Extend the CPU with a custom datapath and custom ALU for the inner tally function controlled by a custom instruction.
Add a tightly-coupled custom coprocessor with fast data paths to load and store operands from/to the main CPU. The main CPU still generates the address values xx and fetches the data as usual.
Place the whole kernel in a custom peripheral unit with operands being transferred in and out using programmed I/O or pseudo-DMA.
As 3, but with the new IP block having bus master capabilities so that it can fetch the data itself (DMA), with polled or interrupt-driven synchronisation with the main CPU.
Use an FPGA or bank of FPGAs without a conventional CPU at all ... (see later).

A custom ALU operation implemented in two similar ways: as a custom instruction or as a coprocessor.

A custom function implemented as a peripheral IP block, with optional DMA (bus master) capability.

The special hardware in all approaches may be manually coded in RTL or compiled using HLS from the original C implementation.

In the first two approaches, both the tally and the conditional update of the maxcount variable might be implemented in the custom ALU, but most of the gain would come from the tally function itself and the detailed design might be different depending on whether custom instruction or coprocessor were used.

The custom instruction operates on data held in the normal CPU register file.

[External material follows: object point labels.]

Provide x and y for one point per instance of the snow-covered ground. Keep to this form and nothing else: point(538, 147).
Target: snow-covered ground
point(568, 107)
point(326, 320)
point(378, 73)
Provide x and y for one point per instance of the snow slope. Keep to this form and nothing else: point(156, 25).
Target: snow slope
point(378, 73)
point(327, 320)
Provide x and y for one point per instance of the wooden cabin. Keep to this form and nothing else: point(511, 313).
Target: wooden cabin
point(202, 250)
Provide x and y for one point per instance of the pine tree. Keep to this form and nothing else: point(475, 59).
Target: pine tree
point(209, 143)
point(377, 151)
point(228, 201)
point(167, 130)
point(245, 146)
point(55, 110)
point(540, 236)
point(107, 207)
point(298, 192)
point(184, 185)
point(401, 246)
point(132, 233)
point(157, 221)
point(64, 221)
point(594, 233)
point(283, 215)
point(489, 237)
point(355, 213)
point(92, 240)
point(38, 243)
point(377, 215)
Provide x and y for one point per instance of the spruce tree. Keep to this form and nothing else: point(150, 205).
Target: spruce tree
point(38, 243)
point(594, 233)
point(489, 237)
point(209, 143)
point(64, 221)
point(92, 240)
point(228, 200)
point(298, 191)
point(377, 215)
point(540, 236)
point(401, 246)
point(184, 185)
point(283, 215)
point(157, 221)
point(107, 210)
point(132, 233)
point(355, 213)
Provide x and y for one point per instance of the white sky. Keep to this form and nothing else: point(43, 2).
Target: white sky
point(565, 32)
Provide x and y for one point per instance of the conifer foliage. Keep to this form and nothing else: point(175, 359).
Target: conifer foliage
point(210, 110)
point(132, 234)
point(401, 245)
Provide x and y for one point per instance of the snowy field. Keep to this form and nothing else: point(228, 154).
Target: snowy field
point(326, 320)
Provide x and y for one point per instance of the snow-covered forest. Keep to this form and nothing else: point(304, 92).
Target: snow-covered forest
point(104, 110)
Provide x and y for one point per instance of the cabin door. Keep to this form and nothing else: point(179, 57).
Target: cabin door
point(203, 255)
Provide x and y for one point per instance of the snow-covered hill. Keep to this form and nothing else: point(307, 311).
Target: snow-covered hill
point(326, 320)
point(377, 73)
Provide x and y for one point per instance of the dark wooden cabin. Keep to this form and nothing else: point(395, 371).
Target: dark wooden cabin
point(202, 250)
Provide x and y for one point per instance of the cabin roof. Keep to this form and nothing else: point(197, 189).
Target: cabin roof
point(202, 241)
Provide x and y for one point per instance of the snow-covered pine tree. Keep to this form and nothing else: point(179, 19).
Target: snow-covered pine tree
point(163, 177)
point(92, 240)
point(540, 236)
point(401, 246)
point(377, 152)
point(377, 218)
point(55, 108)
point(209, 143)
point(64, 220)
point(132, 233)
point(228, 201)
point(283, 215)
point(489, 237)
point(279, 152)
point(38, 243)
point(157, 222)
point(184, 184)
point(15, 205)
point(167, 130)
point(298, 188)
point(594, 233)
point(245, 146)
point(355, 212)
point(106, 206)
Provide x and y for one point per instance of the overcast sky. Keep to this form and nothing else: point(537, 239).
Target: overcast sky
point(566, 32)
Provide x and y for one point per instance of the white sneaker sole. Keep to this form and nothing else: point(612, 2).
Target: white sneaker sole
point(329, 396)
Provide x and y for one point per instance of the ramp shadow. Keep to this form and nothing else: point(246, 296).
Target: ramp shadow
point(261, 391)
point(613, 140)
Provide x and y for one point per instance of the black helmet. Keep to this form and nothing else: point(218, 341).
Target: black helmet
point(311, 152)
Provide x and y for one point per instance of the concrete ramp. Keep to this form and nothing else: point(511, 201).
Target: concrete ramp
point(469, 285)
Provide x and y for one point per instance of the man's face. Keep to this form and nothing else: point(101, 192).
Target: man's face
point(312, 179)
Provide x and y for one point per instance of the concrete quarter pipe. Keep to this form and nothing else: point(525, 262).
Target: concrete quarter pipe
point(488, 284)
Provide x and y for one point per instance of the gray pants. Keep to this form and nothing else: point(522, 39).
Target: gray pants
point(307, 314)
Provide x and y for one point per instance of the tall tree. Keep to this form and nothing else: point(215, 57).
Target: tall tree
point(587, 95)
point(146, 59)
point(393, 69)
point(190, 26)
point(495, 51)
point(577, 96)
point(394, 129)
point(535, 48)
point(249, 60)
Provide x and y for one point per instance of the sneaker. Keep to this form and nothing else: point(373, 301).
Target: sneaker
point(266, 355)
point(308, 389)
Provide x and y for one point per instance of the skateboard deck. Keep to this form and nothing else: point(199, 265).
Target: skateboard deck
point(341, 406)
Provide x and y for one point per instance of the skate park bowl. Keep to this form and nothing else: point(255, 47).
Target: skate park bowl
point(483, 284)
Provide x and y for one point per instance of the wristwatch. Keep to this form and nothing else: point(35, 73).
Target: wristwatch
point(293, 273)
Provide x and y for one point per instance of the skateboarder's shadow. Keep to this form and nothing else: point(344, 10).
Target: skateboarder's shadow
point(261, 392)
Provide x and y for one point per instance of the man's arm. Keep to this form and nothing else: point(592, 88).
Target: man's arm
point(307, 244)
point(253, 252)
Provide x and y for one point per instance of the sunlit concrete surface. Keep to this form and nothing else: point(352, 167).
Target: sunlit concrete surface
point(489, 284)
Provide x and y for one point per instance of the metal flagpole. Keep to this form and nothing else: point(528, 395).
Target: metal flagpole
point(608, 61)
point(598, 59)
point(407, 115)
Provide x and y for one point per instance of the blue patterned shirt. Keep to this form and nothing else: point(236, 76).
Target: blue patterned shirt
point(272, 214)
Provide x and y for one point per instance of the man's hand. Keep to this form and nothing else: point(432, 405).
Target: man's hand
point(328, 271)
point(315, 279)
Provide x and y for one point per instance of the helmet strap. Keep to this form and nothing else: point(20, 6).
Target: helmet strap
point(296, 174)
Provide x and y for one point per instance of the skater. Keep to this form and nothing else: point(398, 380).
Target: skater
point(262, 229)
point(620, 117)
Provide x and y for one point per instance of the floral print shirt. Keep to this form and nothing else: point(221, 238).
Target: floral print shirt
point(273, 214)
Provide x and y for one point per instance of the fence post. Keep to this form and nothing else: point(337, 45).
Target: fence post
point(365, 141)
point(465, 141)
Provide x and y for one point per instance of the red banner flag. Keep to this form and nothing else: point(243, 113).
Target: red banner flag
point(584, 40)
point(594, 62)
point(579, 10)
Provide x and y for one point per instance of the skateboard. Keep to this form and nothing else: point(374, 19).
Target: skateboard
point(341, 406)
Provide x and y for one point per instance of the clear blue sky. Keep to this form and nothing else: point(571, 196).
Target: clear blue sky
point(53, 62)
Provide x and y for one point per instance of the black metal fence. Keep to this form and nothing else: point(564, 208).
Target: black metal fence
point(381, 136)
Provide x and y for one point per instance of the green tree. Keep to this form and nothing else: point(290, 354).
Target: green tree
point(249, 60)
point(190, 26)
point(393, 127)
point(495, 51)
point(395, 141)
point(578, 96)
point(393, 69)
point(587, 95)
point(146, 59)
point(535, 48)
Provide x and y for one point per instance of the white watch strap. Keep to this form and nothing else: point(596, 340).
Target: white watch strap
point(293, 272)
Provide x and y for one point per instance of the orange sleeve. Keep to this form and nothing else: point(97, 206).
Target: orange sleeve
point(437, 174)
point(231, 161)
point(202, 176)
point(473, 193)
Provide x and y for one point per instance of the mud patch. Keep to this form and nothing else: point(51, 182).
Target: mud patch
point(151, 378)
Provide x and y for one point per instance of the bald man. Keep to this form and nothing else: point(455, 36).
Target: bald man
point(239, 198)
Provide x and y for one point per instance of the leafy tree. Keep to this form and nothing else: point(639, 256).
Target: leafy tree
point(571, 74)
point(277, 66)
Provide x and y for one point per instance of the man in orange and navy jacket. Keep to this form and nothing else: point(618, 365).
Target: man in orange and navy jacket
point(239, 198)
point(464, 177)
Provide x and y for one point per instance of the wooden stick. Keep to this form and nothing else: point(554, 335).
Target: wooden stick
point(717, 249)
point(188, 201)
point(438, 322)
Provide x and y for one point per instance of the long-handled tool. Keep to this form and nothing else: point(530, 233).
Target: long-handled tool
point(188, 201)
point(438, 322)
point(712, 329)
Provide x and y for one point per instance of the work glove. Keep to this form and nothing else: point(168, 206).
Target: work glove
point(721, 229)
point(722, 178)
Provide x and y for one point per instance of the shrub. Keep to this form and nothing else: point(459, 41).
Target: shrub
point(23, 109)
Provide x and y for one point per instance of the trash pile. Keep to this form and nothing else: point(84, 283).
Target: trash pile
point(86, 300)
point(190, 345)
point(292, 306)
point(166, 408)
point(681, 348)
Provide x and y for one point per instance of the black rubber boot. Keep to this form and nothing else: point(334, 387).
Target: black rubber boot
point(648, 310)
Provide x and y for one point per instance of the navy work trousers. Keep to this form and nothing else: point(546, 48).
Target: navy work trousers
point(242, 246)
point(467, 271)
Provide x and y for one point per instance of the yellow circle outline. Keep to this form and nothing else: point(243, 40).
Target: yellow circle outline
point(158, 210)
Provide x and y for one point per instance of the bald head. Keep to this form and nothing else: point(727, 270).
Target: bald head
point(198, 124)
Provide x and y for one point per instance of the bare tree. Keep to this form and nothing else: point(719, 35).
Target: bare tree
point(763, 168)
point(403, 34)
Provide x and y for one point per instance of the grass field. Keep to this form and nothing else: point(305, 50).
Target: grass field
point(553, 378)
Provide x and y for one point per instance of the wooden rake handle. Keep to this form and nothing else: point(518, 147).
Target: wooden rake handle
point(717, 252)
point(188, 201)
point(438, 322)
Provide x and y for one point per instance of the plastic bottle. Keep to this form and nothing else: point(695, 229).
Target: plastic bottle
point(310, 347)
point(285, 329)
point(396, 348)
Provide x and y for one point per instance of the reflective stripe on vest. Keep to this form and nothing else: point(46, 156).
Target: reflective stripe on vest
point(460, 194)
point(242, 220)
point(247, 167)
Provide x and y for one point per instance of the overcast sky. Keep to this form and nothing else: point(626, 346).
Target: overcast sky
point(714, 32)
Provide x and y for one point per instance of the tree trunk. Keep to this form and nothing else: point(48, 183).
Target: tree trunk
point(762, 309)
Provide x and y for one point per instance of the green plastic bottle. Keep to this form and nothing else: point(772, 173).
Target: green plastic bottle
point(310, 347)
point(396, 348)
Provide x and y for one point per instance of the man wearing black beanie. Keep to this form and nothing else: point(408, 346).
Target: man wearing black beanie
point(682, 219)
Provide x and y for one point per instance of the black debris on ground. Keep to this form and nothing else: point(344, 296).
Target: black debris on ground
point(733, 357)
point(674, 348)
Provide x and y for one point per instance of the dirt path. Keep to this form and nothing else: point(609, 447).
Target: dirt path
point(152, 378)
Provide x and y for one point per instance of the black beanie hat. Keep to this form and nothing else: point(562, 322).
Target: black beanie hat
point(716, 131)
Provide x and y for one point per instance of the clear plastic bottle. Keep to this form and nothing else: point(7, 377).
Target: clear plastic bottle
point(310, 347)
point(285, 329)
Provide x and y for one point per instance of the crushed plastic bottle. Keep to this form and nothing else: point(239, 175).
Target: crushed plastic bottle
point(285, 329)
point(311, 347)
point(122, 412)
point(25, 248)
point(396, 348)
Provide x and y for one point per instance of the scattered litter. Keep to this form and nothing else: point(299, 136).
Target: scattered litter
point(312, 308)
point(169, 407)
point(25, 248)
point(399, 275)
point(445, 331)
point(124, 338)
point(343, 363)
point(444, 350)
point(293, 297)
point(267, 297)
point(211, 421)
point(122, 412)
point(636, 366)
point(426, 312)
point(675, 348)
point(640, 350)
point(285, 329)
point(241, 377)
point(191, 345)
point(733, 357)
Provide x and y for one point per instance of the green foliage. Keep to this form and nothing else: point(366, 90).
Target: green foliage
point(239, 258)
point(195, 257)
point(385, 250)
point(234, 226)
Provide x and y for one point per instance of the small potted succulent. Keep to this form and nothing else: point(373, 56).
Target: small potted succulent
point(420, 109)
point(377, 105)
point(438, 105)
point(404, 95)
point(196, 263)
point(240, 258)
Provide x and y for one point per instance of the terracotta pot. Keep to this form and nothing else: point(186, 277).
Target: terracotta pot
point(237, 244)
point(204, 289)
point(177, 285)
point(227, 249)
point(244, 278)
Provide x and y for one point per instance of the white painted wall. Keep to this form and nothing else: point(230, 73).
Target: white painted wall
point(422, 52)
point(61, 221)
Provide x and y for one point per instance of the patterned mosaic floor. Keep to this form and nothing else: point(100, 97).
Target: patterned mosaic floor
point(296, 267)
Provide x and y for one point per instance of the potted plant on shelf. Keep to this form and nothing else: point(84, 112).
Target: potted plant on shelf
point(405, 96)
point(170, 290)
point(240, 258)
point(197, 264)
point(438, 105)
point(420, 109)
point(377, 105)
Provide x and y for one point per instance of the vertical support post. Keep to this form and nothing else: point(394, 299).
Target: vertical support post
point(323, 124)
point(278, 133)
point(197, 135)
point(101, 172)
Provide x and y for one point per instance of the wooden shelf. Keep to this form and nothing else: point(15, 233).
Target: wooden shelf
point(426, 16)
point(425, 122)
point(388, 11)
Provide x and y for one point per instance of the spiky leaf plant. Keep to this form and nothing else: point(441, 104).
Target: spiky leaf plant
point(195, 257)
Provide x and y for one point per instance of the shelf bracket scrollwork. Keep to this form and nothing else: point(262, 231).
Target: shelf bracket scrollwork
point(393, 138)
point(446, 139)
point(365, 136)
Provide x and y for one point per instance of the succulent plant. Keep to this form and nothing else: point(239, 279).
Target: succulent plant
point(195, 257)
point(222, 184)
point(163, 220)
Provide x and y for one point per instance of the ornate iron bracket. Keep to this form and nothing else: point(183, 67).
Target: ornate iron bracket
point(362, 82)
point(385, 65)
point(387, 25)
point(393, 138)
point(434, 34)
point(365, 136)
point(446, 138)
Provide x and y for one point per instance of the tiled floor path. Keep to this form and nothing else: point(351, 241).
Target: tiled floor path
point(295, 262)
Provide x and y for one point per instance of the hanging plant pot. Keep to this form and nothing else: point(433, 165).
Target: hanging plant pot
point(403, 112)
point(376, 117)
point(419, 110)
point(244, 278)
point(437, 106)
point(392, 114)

The bit tally function alone reads one input word and yields one output word, so it easily fits within the addressing modes provided for normal ALU operations.

Performing the update of both the maxcount and word registers in one custom instruction would require two register file writes and this may not be possible in one clock cycle and hence, if this part of the kernel is placed in the custom datapath we might lean more towards the co-processor approach.

Whether to use the separate, bus-connected IP block depends on whether the processor has something better to do in the meantime and that there is sufficient bus bandwidth for them both to operate. Whether the data is likely to be in or be needed in a given L1 data cache is also an important factor.

The separate IP block may or may not use a DMA controller. Given that the ARM now has a ones-tally instruction in its normal ALU, getting an ARM to move the data into the separate IP block may be a really poor design point.

With increasing available transistor count in the form of dark silicon (ie.\ switched off most of the time) in recent and future VLSI, implementing standard kernels as custom hardware cores is a possible future trend for power conservation. The conservation cores project »Venkatesh~ considered implementing the inner loops of a `mature computations' such as a selection of popular Android applications in silicon on future mobile phones.